Although I understand the point of view, and I think it’s true that Eastern European countries have wanted to join the EU and NATO, the crisis still comes down to Putin’s desired hegemony and a reconstituted Russian empire. And it’s probably true a handful of Ukrainian politicians are extremely right-wing, but that label coming from Putin merely means those politicians in Kiev are extremely anti-Russian. I would submit that Putin’s cult of personality, inappropriate take over of the media, state assassinations of journalists, the collusion of the government with the oil industry, the desire to recreate a Russian empire and ‘golden age’, and the scapegoating of the Russian LGBT community with laws that read like the anti-Jewish laws of the 30s in Germany, all sound a helluva lot more ‘fascist’ than anything coming out of Kiev.
Russia would have attempted to rebuild the Russian empire with or without instigation from the West–Putin made that clear in his first run for President. In fact, his announced desire to make Russia a world power again preceded any expansion of the West into E. Europe, which happened at the request of those E. European countries who wanted protection from Moscow’s reach and clearly articulated intentions. I’ve always questioned whether it was wise for the EU or NATO to expand in the region, but I think it’s a leap of logic and a misinterpretation of the history to lay the blame on the EU and NATO for the Ukrainian crisis. It is, after all, still Russia that is invading a sovereign nation that doesn’t want anything to do with Moscow. Some apologists for Putin are likening the crisis to ‘tough love’, which presupposes a familial bond. There has never been a familial bond between Ukrainians and Russians; the history between them is brutal and grievous. Ukrainians never accepted well their forced inclusion in the Soviet Union, the murder of 1.3 million Ukrainians under Stalin, and the cynical attempt to assuage their hatred by giving them Crimea in the 1950s. But now Russia, as a non-communist country, wants to continue this paternalistic treatment of the Ukrainians, and that is not the fault of the ‘West.’

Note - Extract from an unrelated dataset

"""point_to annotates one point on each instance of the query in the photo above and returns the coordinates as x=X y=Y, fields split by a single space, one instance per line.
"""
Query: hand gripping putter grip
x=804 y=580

Whatever sympathy I had for Russia’s situation vis a vis the West disappeared with Putin’s ‘reminder’ that Russia was still a major nuclear weapons power. That kind of asinine Cold War rhetoric is not helpful and reveals Putin’s immature emotional state. It makes everyone sit up and wonder what this loose cannon will do next. You can’t blame the West for this situation. If Russia hadn’t expressed the desire to rebuild its empire back in the 1990s, the Eastern European countries wouldn’t have sought refuge in the EU and NATO. If Putin hadn’t behaved so badly as President, his ‘sphere of influence’ would have stayed relatively intact. If Putin and the Russians hadn’t descended into their frightening nationalism, their neighbors may not have looked elsewhere for their international relations. Because Putin now decides to act like a paternalistic bully over his loss of influence in the region, is not a reason to blame the U.S. and the E.U.